Ryan Angulo and Ian Alvarez, chefs who worked together at Buttermilk Channel and French Louie, have taken over the former Freek’s Mill space to open their own spot. The fairly concise menu whispers France as it summons the Mediterranean. Shishito peppers with a squid ink romesco, bacalao with gigante beans, mackerel tartare with preserved lemon, tarte flambé, frites with aioli, a burger topped with Comté cheese, and a spiced half-chicken are a sampling. The space is divided into two areas, pale brick in front, natural in back, and the kitchen is equipped with a wood-burning oven. Outside, with seating for about 20, the walls are splashed with whimsical murals. (Thursday)
285 Nevins Street (Sackett Street), Gowanus, Brooklyn, 347-889-6588, victorbrooklyn.com.
Talea Beer Co.
A beer company, formed in 2018, by Tara Hankinson and LeAnn Darland, was supposed to become a full brewery and taproom last year. The pandemic slowed things considerably, but the brewery and its taproom have now opened.
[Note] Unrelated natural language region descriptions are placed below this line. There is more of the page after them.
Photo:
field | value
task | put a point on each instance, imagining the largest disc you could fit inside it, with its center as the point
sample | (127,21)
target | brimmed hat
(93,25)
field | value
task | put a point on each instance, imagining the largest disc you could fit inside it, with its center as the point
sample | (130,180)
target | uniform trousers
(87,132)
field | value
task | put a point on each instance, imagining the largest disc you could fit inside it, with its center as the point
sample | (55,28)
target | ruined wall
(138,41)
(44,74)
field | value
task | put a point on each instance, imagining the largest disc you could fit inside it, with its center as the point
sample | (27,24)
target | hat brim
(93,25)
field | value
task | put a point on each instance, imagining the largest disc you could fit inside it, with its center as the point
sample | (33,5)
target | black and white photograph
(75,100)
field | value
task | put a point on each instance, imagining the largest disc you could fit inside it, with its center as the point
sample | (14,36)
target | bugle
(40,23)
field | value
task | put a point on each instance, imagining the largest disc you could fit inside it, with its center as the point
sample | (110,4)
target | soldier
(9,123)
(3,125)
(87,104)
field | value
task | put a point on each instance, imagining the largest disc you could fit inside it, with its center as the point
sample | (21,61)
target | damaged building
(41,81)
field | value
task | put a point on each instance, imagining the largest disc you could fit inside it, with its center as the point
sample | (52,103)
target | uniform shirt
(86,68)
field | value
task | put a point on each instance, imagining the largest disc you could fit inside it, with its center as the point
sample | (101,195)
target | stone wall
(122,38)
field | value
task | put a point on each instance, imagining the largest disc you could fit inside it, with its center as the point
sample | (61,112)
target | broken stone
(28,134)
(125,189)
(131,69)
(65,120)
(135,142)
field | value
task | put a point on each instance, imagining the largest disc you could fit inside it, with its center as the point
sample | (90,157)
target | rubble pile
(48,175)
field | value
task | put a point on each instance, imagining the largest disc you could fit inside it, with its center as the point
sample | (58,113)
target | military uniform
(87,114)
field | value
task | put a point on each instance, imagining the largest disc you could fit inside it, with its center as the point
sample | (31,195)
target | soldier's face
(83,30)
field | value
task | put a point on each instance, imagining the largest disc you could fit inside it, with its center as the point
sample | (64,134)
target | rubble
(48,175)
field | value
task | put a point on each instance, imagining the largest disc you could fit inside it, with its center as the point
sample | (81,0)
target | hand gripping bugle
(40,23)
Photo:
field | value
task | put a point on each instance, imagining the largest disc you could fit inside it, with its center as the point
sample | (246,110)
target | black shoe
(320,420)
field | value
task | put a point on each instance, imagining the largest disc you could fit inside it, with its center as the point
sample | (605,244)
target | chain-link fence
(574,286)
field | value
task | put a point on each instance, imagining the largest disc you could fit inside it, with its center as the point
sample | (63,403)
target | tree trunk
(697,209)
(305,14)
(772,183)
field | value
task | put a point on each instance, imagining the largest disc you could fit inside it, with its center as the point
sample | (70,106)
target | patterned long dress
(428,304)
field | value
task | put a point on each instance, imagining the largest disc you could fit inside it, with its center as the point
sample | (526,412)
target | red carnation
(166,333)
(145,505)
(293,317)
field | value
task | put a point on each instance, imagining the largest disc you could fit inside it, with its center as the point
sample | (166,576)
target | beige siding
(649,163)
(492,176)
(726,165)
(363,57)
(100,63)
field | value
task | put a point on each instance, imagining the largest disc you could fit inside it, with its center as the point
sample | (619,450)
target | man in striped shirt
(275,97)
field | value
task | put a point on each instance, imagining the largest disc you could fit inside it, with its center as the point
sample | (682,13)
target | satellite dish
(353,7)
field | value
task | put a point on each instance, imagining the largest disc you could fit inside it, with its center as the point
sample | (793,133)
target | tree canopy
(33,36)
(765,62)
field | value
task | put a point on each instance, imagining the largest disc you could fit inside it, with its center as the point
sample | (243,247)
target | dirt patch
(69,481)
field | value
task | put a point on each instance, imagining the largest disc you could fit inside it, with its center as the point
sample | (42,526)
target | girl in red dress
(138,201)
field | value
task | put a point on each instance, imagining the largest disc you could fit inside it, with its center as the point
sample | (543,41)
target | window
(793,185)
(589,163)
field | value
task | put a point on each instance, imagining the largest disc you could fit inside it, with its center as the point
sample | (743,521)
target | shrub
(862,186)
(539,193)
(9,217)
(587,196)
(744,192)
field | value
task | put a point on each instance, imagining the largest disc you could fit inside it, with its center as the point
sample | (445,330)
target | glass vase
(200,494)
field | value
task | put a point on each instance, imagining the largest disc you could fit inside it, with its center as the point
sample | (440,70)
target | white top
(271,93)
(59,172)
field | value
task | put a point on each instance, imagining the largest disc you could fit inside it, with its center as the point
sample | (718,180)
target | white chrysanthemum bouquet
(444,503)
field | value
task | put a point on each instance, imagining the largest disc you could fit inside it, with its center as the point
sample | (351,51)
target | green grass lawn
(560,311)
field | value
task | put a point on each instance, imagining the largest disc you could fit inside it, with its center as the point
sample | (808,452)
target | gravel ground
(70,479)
They’re bright, with a clean, airy design that nicely reflects their often lighthearted beers. Wine, coffee, nonalcoholic beverages and snacks like olives, cheese and hummus are also served.
87 Richardson Street (Leonard Street), Williamsburg, Brooklyn, taleabeer.com.
Union Square Hospitality’s Untitled at the Whitney closed a year ago as a result of the pandemic. Now, Union Square Events, the company’s catering and restaurant division, is reopening the ground-floor space at the museum with this pop-up cafe, for prepared sandwiches, salads, pastries, coffee, wine and beer to take away or to consume at limited outdoor seats. It’s available for museumgoers and the general public.
99 Gansevoort Street (Washington Street).